Pengumpulan sampah dari Rumah Tangga (RT) sampai ke Tempat Pemrosesan Akhir (TPA) di Indonesia hanya 39 % (sampai di TPA), dan tingkat prosentase kegiatan 3 R (Reduce, Reuse dan Recycle) di Indonesia tidak sampai 15 %. Hal ini telah menjadi perhatian semua bahwa Pemerintah Kabupaten / Kota di Indonesia kewalahan dalam penyelenggaraan pelayanan publik di bidang persampahan. Perlu upaya nyata untuk hal ini, peraturan kelembagaan serta bantuan keuangan langsung yang mendukung untuk kelembagaan di kabupaten / kota perlu amat didorong. Juga, sangat perlu dibantu lembaga community based of waste management yang sudah banyak di Indonesia.

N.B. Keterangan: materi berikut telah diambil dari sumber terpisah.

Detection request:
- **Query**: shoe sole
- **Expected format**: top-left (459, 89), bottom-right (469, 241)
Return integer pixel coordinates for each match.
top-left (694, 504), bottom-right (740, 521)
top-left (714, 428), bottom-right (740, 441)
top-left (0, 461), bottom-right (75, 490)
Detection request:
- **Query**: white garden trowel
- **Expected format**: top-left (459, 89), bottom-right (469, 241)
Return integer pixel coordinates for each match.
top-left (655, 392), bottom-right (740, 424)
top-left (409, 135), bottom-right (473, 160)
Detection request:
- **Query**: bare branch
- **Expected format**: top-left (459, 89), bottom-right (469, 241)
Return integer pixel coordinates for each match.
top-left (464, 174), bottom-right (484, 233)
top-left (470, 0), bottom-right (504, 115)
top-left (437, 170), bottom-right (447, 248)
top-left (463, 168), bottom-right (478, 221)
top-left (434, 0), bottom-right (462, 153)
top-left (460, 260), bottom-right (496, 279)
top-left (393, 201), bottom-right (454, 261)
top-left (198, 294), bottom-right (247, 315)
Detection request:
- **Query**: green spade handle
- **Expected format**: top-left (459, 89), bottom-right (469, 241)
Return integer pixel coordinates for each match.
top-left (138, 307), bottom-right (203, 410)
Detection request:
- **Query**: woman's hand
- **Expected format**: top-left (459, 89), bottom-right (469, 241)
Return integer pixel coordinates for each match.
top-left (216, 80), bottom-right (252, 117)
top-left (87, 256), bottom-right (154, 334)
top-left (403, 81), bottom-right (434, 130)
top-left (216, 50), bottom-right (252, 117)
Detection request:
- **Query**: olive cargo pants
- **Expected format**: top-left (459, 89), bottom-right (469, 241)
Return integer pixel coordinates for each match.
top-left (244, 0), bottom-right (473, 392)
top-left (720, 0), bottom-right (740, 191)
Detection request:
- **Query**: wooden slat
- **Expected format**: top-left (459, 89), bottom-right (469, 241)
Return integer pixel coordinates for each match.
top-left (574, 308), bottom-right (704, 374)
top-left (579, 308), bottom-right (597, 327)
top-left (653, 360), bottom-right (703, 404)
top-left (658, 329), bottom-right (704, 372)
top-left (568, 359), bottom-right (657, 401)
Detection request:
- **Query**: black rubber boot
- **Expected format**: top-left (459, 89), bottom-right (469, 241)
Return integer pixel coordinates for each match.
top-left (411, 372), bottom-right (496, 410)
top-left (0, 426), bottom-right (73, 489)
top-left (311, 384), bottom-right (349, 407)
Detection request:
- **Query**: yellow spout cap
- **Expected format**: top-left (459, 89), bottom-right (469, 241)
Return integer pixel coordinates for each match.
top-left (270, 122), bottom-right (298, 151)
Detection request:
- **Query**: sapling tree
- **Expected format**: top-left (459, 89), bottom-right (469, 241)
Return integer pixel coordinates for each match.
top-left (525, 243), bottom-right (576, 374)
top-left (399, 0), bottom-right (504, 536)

Kebutuhan pelayanan publik untuk persampahan menurut Undang-Undang / UU yang berlaku (UU Pemerintahan Daerah, UU Desa dan UU Persampahan, serta turunan Peraturan Pemerintahan (PP) nya) mensyaratkan dua (2) pengelolaannya (secara legalitas dan prakteknya), yaitu: pada level Kabupaten dan Kota (saya sebut dengan Institutionalized Based of Waste Management/IBWM) serta pada Desa (Kelurahan - hanya secara prakteknya), saya sebut dengan Community Based of Waste Management/CBWM.

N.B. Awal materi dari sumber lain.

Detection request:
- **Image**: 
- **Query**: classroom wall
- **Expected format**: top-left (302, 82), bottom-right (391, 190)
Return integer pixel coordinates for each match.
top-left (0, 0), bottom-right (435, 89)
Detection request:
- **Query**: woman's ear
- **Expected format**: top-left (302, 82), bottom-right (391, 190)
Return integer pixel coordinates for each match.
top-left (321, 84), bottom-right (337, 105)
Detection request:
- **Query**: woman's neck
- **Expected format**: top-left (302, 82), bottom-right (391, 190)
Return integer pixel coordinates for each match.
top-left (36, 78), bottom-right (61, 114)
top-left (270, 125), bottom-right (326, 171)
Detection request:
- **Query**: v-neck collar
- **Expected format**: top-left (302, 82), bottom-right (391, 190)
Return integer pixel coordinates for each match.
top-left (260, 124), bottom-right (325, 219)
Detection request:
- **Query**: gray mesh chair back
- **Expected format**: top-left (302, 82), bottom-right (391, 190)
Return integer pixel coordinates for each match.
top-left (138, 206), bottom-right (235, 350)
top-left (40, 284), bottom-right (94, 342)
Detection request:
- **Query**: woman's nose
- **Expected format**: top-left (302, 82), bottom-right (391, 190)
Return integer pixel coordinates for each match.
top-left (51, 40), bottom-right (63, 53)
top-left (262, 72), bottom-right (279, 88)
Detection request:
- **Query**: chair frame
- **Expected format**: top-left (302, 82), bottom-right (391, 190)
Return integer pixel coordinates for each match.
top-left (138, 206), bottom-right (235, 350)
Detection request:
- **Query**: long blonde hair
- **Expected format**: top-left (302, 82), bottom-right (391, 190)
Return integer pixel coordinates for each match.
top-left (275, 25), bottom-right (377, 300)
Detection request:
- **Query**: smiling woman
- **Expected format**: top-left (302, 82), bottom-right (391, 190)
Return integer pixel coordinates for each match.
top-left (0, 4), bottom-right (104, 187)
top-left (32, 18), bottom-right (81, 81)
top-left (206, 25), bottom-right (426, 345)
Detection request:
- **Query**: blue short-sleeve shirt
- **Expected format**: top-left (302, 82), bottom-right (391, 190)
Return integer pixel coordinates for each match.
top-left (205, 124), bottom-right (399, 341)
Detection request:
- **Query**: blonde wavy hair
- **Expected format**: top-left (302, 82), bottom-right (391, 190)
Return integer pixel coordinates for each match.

Selain dari aspek legalitas di level desa (dan juga kelurahan), aspek mata-pencaharian/penghidupan (livelihood) juga menjadi faktor kenapa UU dan PP Persampahan mengakomodir ini.
Kedua-duanya (IBWM dan CBWM) tidak bisa berdiri sendiri, dan perlu penunjang, baik dari tingkatan atas pemerintahan (Provinsi dan Pemerintah Pusat), ataupun bahkan keduanya-duanya melakukan kerjasama dengan pihak kedua (partnership/cooperation) guna mendapatkan bantuan keuangan untuk capital & operational expenditure, serta alih teknologi dan kepengetahuan untuk pelayanan persampahan di masing-masing level tingkatan dapat terlaksana dengan maksimal.

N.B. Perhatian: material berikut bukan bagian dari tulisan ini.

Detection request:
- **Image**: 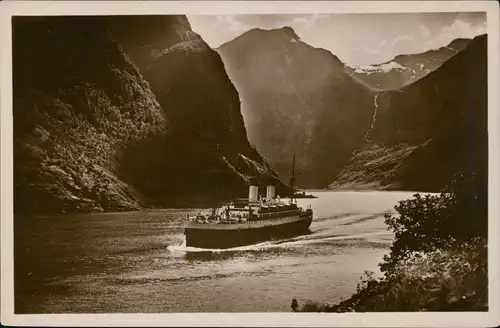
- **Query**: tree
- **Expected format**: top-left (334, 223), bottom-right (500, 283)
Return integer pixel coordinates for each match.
top-left (380, 170), bottom-right (488, 275)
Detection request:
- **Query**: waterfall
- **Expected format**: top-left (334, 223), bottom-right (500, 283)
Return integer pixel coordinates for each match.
top-left (365, 92), bottom-right (379, 142)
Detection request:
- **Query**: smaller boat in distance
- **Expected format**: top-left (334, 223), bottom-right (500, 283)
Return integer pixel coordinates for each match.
top-left (293, 191), bottom-right (318, 199)
top-left (184, 156), bottom-right (313, 249)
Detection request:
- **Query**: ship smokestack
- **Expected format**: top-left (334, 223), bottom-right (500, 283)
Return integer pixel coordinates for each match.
top-left (248, 184), bottom-right (259, 202)
top-left (266, 186), bottom-right (274, 201)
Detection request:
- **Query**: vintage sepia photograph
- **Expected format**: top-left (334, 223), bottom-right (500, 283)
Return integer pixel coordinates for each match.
top-left (1, 1), bottom-right (499, 326)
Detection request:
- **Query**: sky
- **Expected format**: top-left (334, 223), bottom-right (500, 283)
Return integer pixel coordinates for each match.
top-left (188, 12), bottom-right (486, 65)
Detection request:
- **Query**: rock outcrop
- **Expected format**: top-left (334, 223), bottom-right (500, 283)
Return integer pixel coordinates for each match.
top-left (344, 39), bottom-right (470, 91)
top-left (13, 16), bottom-right (288, 212)
top-left (331, 35), bottom-right (488, 191)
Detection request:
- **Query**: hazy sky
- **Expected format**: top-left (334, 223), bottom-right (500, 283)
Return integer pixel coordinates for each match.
top-left (188, 12), bottom-right (486, 65)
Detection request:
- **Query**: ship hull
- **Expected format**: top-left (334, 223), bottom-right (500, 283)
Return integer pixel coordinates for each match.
top-left (184, 215), bottom-right (312, 249)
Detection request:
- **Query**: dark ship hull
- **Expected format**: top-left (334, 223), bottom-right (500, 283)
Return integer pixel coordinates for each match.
top-left (184, 213), bottom-right (312, 249)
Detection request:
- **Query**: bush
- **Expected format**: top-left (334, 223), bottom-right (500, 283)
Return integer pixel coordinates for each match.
top-left (301, 172), bottom-right (488, 312)
top-left (380, 172), bottom-right (488, 275)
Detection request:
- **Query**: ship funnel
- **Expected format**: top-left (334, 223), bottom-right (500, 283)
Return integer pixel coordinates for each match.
top-left (248, 185), bottom-right (259, 202)
top-left (266, 186), bottom-right (274, 201)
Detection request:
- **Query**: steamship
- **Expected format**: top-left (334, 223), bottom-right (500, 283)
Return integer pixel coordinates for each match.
top-left (184, 156), bottom-right (313, 249)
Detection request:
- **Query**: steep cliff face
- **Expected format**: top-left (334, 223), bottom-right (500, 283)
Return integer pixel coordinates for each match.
top-left (13, 16), bottom-right (286, 212)
top-left (331, 35), bottom-right (488, 191)
top-left (217, 27), bottom-right (373, 188)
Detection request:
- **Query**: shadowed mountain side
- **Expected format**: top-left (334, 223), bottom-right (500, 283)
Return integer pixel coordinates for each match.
top-left (344, 39), bottom-right (470, 91)
top-left (332, 35), bottom-right (488, 191)
top-left (13, 16), bottom-right (287, 212)
top-left (217, 27), bottom-right (373, 188)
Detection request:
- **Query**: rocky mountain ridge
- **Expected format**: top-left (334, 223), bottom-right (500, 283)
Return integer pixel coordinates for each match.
top-left (344, 39), bottom-right (471, 91)
top-left (13, 16), bottom-right (288, 212)
top-left (217, 27), bottom-right (374, 188)
top-left (330, 35), bottom-right (488, 191)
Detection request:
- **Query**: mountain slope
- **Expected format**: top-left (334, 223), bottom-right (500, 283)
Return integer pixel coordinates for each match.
top-left (13, 16), bottom-right (286, 212)
top-left (344, 39), bottom-right (470, 91)
top-left (217, 27), bottom-right (373, 188)
top-left (331, 35), bottom-right (488, 191)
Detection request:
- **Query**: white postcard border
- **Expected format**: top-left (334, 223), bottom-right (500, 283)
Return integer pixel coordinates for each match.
top-left (0, 1), bottom-right (500, 327)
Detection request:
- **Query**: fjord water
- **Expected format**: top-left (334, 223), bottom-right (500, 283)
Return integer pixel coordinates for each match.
top-left (15, 191), bottom-right (413, 313)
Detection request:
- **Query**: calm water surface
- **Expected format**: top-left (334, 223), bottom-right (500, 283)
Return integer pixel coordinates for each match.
top-left (15, 191), bottom-right (413, 313)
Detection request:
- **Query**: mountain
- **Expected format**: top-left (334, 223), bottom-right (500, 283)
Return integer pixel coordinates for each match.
top-left (13, 16), bottom-right (288, 212)
top-left (344, 39), bottom-right (470, 91)
top-left (331, 35), bottom-right (488, 191)
top-left (217, 27), bottom-right (375, 188)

Perihal bantuan keuangan untuk CBWM, sudah menjadi mafum kalau pendanaan untuk Dinas Lingkungan Hidup (DLH) Kabupaten dan Kota jauh dari layak untuk menjangkau pelayanan persampahan sampai ke RT.
Seperti penulis temukan, contoh kasus di dua kabupaten di Pulau Jawa (katakanlah Kabupaten X dan Y), yang mana alokasi anggaran untuk Bidang Persampahan, Dinas Lingkungan Hidup (DLH) Kabupaten X masing-masing sebesar Rp. 15,920,693,400 dari total APBD Rp. 3,009,735,889,319 di 2018. Figure ini menggambarkan bahwa pendanaan untuk Bidang Persampahan itu kurang dari 1%, yaitu. Sementara itu untuk anggara tahun 2020, Bidang Persampahan DLH Kabupaten X mendapatkan Rp. 11,804,600,000 dari total APBD 3,375,475,921,934 yang diprosentase hanya 1%.
Untuk Kabupaten Y, di tahun 2018, Bidang Persampahan DLH nya mendapat Rp. 14,396,956,228 dari total APBD Rp. 3,166,461,394,537 (kurang dari 1 %).
Dengan jumlah penduduk 1.6 juta (BPS 2014) di Kabupaten X, maka rata-rata penduduk mendapatkan pelayanan persampahan Rp 9,950.43 di 2018 dan Rp 7,377.88 di tahun 2020. Sedangkan Kabupaten Y di tahun 2018 dengan jumlah penduduk 1.6 juta (2017), maka perkapita penduduknya per tahun mendapatkan pelayanan persampahan sebesar Rp. 8,968.
Melihat kondisi minimnya kapasitas fiskal Bidang Persampahan, Dinas Lingkungan Hidup Pemerintah Kabupaten seperti contoh diatas, maka ini akan berimbas pada cakupan layanan (baik fungsi/kegiatan dan coverage). Untuk itu, terobosan-terobosan dramatis untuk mendukung aturan lanjutan perlu amat segera dibuat.
Memudahkan pembentukan kelembagaan seperti BLUD pada level Dinas / SKPD, atau pun bentuk gabungan kerjasama dengan pihak non-pemerintah (BUMD, swasta, dlsb) menjadi sine qua non (keharusan). Selain itu, dari sisi mekanisme pendanaan, sebaiknya instrumen fiskal dari pusat seperti DAK, DID, Dekonsentrasi, dllnya (juga dari Provinsi), sangat diharapkan tidak melalui proses birokrasi yang as usual (berbelit-belit).